Functions and Restrictions of the asys Tool

Functions

To improve the efficiency of system fault maintenance and test, the asys fault collection tool is provided for one-click collection of fault information. It supports the following functions:

  • Service re-run + fault information collection: Re-run services and collect fault information at a time, improving the efficiency of fault reproduction and information collection.
  • Fault information collection: Collect onsite process fault information to provide effective input for improving fault locating efficiency.
  • Display of software, hardware, and device status information: Collect the installation package version information, device temperature, and power.
  • Health check: Check the health status of all devices or specified devices. If a device is unhealthy, an error message is displayed.
  • Comprehensive detection: Involve the stress test, HBM hardware detection, and CPU detection.
  • Trace/Core dump/Stackcore file parsing
  • Environment configuration: Obtain or restore the specified configuration.
Table 1 Information that can be collected by the asys tool

Category

Description

Software information

Software package version, environment variables, software dependency, and system information.

Log information

The information includes:

  • CANN software stack logs on the host side.
  • Message logs on the host.
  • Device firmware logs: device-* logs (requiring the root permission)
  • Device system logs: message logs and device-os logs (requiring the root permission)
  • Black box and Stackcore files (requiring the root permission)
  • Task display logs.
  • Runfile execution logs (available only when the runfile installation user is the same as the program execution user)

Dump information

The information includes:

  • Dumped GE graphs.
  • Dumped TF Adapter graphs.
  • Dump file generated when an AI Core error occurs.

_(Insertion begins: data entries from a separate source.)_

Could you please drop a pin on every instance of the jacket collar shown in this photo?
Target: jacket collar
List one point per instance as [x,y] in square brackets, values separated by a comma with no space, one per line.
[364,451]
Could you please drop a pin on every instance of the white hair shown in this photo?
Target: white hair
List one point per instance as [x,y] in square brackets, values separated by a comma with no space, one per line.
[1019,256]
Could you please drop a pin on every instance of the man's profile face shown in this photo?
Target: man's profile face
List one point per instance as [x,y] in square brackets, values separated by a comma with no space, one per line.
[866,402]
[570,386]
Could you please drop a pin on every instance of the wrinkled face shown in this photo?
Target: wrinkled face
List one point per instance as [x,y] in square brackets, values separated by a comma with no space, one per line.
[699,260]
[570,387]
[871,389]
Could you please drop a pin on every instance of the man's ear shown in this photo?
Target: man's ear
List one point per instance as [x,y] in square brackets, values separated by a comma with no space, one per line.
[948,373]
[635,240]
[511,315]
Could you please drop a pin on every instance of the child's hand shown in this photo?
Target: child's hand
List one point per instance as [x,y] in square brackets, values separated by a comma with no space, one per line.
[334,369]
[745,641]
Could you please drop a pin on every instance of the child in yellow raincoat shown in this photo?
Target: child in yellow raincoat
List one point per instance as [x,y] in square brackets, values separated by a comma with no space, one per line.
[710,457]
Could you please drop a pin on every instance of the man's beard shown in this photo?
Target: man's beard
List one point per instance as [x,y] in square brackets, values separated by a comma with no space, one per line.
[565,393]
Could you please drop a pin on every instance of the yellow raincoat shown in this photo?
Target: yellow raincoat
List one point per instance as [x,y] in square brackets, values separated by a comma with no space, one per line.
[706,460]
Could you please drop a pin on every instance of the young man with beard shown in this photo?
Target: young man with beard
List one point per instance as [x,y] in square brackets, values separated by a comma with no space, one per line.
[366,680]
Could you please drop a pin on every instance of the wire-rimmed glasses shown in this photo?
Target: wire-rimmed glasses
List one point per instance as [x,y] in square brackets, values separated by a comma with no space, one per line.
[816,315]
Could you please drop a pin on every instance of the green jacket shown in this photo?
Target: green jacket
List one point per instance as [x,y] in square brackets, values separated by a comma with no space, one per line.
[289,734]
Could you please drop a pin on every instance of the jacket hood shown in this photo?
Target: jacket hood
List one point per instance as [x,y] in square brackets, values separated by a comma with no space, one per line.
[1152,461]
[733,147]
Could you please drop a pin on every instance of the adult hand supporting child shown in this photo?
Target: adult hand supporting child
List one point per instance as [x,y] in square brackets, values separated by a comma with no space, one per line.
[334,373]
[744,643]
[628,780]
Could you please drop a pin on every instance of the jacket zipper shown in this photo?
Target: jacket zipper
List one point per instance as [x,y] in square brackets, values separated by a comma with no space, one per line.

.o and .json files for operator compilation

-

Operator compilation process file

Only the operator compilation process information is collected during service re-run. The information includes compilation success or failure, reused memory, online compilation, and binary compilation results.

Whether the asys tool can collect the operator compilation process information depends on whether the NPU_COLLECT_PATH environment variable (used to set the path for saving fault information) is specified. If it is set, the system creates the /extra-info/ops/ subdirectory in the directory specified by the environment variable, creates op_compile_stats.log in the subdirectory, and writes the operator compilation process information to the log file. In this case, the asys tool can collect the operator compilation process information. If this environment variable is not set, the system does not generate the corresponding log file. Therefore, the asys tool does not collect the file.

Custom operator configuration information (*.json file)

Whether the asys tool can collect the custom operator configuration information depends on whether the following environment variables are set:

  • If the ASCEND_OPP_PATH environment variable (used to set the installation path of the operator library) is set, the asys tool collects the custom operator configuration information (that is, the config/*.json file) in the ${ASCEND_OPP_PATH}/vendors directory based on the load_priority field in the ${ASCEND_OPP_PATH}/vendors/config.ini file. Otherwise, the asys tool does not collect the information.
  • If the ASCEND_CUSTOM_OPP_PATH environment variable (used to set the installation path of the custom operator package) is set, the custom operator configuration information (that is, the config/*.json file) in the ${ASCEND_CUSTOM_OPP_PATH} directory is collected. Otherwise, the asys tool does not collect the information.

Commands executed in user cases

-

Binary information of the debugging version

Information in the ${ASCEND_OPP_PATH}/debug_kernel directory. You need to configure the ASCEND_OPP_PATH environment variable (used to set the installation directory of the operator library) in advance. If the ASCEND_OPP_PATH environment variable is not configured or incorrectly configured, the binary information of the debugging version is not collected by default.

For details about how to set environment variables, see Environment Variables.

Restrictions

  1. If more than one process is operated by the same user on a machine at the same time, the collected data may overlap.
  2. Only limited data can be collected by a non-root user. For details about the limitations, see the privilege requirements in Functions.
  3. The one-click tool cannot be used to collect fault information in cluster, container, VM, and cloud scenarios.
  4. The asys tool collects a large amount of maintenance and test information. Therefore, memory usage is involved. You are not advised to run multiple processes in parallel. Otherwise, an error may occur during the execution of the asys tool or the environment may encounter exceptions.
  5. This tool does not support the RC mode.